DINHEIRO – A sugestão do Banco Mundial é cobrar no ensino público superior para destinar o dinheiro para o ensino básico. O senhor concorda com a sugestão?
ZAHER – A sugestão não é acabar com o ensino público superior gratuito. Existem no mundo inteiro os modelos gratuito e não gratuito. Quem pode pagar, paga, e quem não pode pagar, prova que não pode. Para o governo é fácil. É só olhar o Imposto de Renda do cara. E quem não pode pagar naquele momento, estuda e, após o curso, trabalha de um a dois anos para o governo. Esse aluno precisa pagar de alguma maneira. O que o Banco Mundial propôs é fantástico, mas duvido que alguém tenha coragem de fazer.
DINHEIRO – Privatizar seria um caminho?
ZAHER – Privatizar não é o caminho. Já tem muita escola privada. A escola pública deveria seguir o exemplo de Stanford ou Harvard. A USP poderia cobrar para se autossustentar. Assim, consegue receita para se profissionalizar, para colocar gente competente para auxiliar o reitor, que, na verdade, é apenas um educador. O dinheiro que sobra para os governos, federal e estadual, é aplicado no ensino básico. Basta cobrar de quem pode pagar. Mas, hoje, a regra é dar uma parte das vagas para pardos, negros, etc.
DINHEIRO – As cotas são um problema?
ZAHER – Não acho cota um problema. Mas acredito que não é necessário. Tem que dar condições para essas pessoas conseguirem concorrer. Quando um cotista se formar, ele vai conquistar um emprego por cota ou por competência? É preciso prepará-lo para poder competir. Até porque não tem coitadinho. Ninguém quer depender de esmola.

Universidade de São Paulo: orçamento de R$ 5,1 bilhões em 2017 (Crédito:Divulgação)

DINHEIRO – Programas estatais, como o Prouni e o Fies, trouxeram benefícios ou prejudicaram a educação superior?

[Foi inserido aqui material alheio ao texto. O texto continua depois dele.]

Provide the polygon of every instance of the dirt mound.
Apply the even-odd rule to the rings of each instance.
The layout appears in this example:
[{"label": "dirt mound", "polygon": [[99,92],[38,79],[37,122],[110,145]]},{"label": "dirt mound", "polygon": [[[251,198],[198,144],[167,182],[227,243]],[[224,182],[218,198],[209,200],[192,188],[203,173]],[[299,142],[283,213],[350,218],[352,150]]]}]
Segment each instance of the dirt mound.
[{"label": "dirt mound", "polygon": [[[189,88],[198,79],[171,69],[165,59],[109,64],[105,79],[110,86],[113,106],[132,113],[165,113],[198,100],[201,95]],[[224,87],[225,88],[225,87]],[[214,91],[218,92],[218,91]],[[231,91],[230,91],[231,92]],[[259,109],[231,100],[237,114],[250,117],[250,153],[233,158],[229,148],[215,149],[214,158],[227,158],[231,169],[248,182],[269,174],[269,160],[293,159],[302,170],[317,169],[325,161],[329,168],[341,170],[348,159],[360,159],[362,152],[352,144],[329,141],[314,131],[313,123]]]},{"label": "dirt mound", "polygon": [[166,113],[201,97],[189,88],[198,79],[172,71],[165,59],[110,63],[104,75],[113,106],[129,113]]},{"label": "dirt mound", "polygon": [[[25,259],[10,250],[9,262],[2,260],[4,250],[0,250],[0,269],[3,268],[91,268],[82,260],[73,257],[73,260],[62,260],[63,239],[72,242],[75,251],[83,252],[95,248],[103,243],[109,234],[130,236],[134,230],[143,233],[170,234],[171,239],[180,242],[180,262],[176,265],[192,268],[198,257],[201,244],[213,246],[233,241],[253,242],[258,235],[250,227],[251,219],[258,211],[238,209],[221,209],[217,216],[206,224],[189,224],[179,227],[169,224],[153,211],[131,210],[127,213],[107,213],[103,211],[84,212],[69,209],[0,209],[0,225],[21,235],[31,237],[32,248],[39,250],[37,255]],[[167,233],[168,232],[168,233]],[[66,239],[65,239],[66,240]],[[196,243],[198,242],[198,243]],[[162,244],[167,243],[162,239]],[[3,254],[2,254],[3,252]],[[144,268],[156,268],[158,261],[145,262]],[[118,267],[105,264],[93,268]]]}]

ZAHER – O Prouni e o Fies, apesar de deturpado, são bons programas, boas ideias. Hoje, eles estão se regularizando, porque o Fies foi a farra do boi gordo, certo?
DINHEIRO – Mas as universidades privadas se beneficiaram, certo?
ZAHER – Todas as escolas foram beneficiadas pelo Fies. Todos queriam que os alunos fossem para o Fies. Nada era respeitado. Não tinha regra alguma. O empresário recebia o valor todo na hora, sem desconto, sem inadimplência. Teve uma faculdade que o dono falava que tinha escola de graça para todo mundo. Ele pegava o dinheiro do Fies, aplicava e devolvia ao Fies lá na frente, depois de ter um rendimento de 12% ao ano. Ele ganhou uma fortuna. Coisas assim fizeram o sistema ruir. Quem matou o Fies foram os donos das escolas. Foram muito gulosos. E me incluo nisso. Mas eu acredito em qualidade. A escola não pode sobreviver só de Prouni e Fies. O aluno tem que querer estudar lá porque tem tradição, qualidade, porque essa instituição vai permitir que ele tenha acesso ao mercado de trabalho depois.